As one of them went to get the stretcher and the other one studied the traffic, Edward motioned to me. I knelt down again and put my hand on his arm. He reached over and took my hand in his other hand.

“Sorry. Sorry. Sorry,” he kept saying over and over again.

“There’s nothing to be sorry about,” I said. “These guys will help you.”

He gave my hand a squeeze. Then he gave me the finger, but it was fine, because in retrospect, I think it was aimed more towards the ambulance than me. I just kind of laughed and said, “That’s OK—you’ve had a bad day.” And it really WAS a bad day for Edward, because as the paramedics were laying a drop sheet on the stretcher, I realized that he’d also wet himself at some point.

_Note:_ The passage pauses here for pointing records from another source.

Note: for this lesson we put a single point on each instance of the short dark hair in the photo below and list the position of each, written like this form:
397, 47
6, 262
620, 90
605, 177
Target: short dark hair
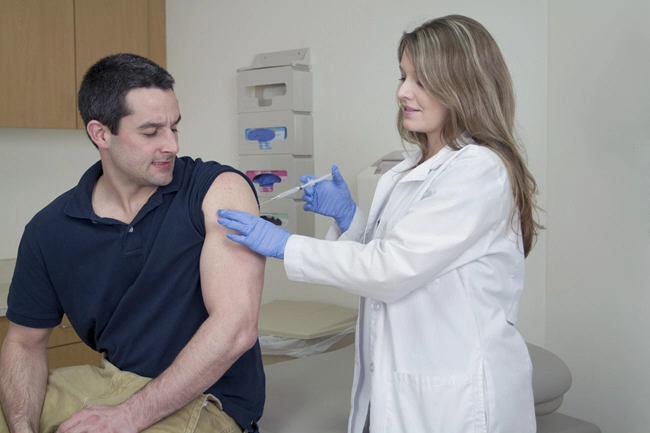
102, 94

Why am I telling you this? Because when I went over to talk to him, I was reminded of a story out of our nation’s capital from about 20 years ago that has always stuck with me. In the winter of 2000, a woman not much older than me, who’d just had knee surgery, fell on an icy sidewalk into a snowbank. She couldn’t get herself up, and slowly froze to death while people walked past her, ignoring her cries for help. So maybe Edward was drunk. Or maybe he’d had a stroke or a heart attack or had hit his head when he fell down drunk. Either way, he was going to get some help, whether he liked it or not. The takeaway from this is not that I’m some kind of hero. If I was, I would have gone over right away instead of waiting until later. No, the lesson is simply this: don’t walk by someone who is lying on the sidewalk. Be the person who stops. Because as soon as I did, the women in the eyebrow threading place gave me towels to put under Edward’s head, people on the street stopped to ask if everything was OK, a couple of really sweet university students asked if I needed them to wait with me, and the paramedics, even though Edward was urine-soaked and was looking like he might puke on them any second, still got him onto the stretcher and took him to the hospital. And that, my friends, is what happens in MY club.

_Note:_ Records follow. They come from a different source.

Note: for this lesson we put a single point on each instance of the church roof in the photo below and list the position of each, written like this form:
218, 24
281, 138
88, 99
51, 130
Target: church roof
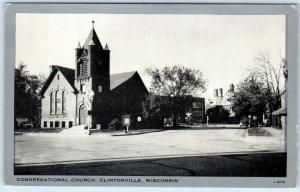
115, 79
93, 40
68, 73
119, 78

13 thoughts on “My Week 101: In The Club, Calling 911

  1. Dee-El says:

    I wish there were more people like you in the world – it wouldn’t be such a scary place for those of us with health conditions that could leave us like that guy. In a way, he was lucky to be outside. If someone more “fortunate” who has their own place but lives alone ends up lying unconscious, there’s not going to be anyone to help. And Toronto sounds like it suffers from the same disease as we do in London: the bigger the city, the less we care about other people.

    Liked by 1 person

  2. paulasplacewheredreamsgotodie says:

    What a great thing you did! People need to have more compassion for others. On a lighter note, I know where the club is. One night when my kids were getting ready to go to the club I told them I would like to go with them. The look of horror on their faces said it all, cool moms aren’t allowed in the club. Oh well, it was way pasted my bedtime.

    Liked by 1 person

  3. Only The Club can illustrate how great your actions were.
    In Los Angeles, as you know, there are extremely hip trendy clubs that only cool people can get into. And some of these clubs–I’m not making this up–have inner rooms that only the really cool people can get into. And some have rooms within those rooms for only the ultra cool.
    And there’s one club that has a dozen rooms within rooms and at the very center of it there’s a room with Samuel L. Jackson sitting by himself.

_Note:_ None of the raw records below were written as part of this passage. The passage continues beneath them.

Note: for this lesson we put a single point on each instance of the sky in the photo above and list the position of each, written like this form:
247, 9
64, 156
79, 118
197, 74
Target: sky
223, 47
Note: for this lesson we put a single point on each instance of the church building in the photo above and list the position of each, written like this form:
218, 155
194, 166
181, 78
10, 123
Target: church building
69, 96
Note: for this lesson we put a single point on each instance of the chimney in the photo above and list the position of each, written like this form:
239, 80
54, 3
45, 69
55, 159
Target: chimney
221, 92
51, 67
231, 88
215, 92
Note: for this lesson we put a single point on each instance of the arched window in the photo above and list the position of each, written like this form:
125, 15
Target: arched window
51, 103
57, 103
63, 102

    You could be in there with him.

    Liked by 1 person

  4. You did the right thing by Edward (or whatever the poor fellow’s name really is). I’ve heard similar stories before about people just walking past when someone was in trouble, including a horrible case where someone was raped in a side alley as other people walked right passed and pretended not to notice. I don’t want to ever ignore someone in distress like that.

    Liked by 1 person

    • Thanks–I miss those days too. I’m still determined to find one and be the old lady who dances like she thinks she’s still 20 while everyone else stands around taking pictures of the DJ!